Public unveiling of Google’s Ngram Viewer
Take 15 million books and 4 billion words, use a simple interface to search for a few words or phrases, and presto – you have Google’s Ngram Viewer.
Ngram creates charts that show how often words or phrases have occurred in books since 1800. It can be used to trace to rise and decline of certain words, giving clues to researchers. Or it can be used for simple fun – (Red Sox, Yankees).
Jon Orwant, leader of the Google’s Digital Humanities effort and one of three co-creators of the Ngram, spoke to about 75 people at a meeting of the Boston chapter of Hacks/Hackers at Google in Cambridge on Feb. 9.
Orwant, a former publisher, described the Google Books project and how Ngram can be use. The Book project now has scanned in about 15 million books, or more than 10 percent of the estimated 129 million books “printed since Gutenberg,” he said.
(To try out: http://ngrams.googlelabs.com/)
Users can see how often words or phrases (up to 5 words) have appeared in print since 1800.
While it can be a lot of fun, it’s also a scholarly tool. But Orwant, who grew up in Fitchburg where his father was a reporter for the local paper, warned that he sees it more as a tool for helping discover which questions need to be asked, and “not an oracle.”
For instance, try: nursery school, kindergarten, and child care. “Kindergarten” is in heavy use from the 1860s on, peaking in the 1920s and 1930s, with a gradual decline. “Nursery school” is big in the 1940s, but has been on a long decline, too.
However, use of the term “child care” has exploded since the 1970s, far eclipsing use of the other terms. For a researcher interested in education or child rearing, the chart raises interesting questions.
The other two developers of Ngram are William Brockman (also in attendance), and Matthew Gray.

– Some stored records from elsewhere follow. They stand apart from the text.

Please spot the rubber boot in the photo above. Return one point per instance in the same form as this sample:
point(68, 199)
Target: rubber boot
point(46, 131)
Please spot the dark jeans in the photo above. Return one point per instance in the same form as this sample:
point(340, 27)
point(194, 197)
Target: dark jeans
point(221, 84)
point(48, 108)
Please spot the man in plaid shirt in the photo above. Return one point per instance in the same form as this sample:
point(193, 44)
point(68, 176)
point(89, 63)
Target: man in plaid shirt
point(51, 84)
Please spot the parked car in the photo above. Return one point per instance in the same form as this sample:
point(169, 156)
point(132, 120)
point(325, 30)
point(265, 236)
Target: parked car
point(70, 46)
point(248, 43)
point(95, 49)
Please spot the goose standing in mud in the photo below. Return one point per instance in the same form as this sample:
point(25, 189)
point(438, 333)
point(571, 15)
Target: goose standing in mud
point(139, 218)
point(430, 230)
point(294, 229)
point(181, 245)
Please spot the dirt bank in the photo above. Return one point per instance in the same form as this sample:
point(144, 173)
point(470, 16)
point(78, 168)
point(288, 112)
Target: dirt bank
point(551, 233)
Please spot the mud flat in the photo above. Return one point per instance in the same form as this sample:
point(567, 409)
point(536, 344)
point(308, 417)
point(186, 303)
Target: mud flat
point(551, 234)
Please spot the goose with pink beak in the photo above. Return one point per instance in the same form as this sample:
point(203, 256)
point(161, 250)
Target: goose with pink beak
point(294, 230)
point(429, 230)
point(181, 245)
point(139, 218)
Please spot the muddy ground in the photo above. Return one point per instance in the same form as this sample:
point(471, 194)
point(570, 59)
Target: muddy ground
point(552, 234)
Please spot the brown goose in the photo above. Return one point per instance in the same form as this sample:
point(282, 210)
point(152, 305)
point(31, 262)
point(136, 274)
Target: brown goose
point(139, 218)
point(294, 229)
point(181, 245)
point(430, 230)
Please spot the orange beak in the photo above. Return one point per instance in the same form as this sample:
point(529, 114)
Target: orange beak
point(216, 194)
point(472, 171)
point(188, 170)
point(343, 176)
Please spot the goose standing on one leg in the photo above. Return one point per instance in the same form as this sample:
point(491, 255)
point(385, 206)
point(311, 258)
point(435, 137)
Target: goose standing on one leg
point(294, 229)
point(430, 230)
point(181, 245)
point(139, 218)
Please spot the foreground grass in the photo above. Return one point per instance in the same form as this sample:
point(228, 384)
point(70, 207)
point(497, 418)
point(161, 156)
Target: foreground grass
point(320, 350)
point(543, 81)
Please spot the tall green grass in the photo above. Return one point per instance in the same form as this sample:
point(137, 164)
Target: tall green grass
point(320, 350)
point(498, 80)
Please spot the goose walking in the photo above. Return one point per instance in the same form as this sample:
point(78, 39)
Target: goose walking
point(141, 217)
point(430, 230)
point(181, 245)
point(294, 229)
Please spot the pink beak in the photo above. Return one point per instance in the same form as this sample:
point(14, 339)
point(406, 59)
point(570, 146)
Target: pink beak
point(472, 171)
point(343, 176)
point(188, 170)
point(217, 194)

Orwant is an engineering manager at Google, where he works on Book Search, Patent Search, visualizations, and the digital humanities. He’s the author or co-author of several books on programming, including the bestselling Programming Perl, and once published an independent computer magazine. Before joining Google he was the CTO of O’Reilly & Associates and Director of Research for France Telecom. He received his doctorate from MIT’s Electronic Publishing Group in 1999.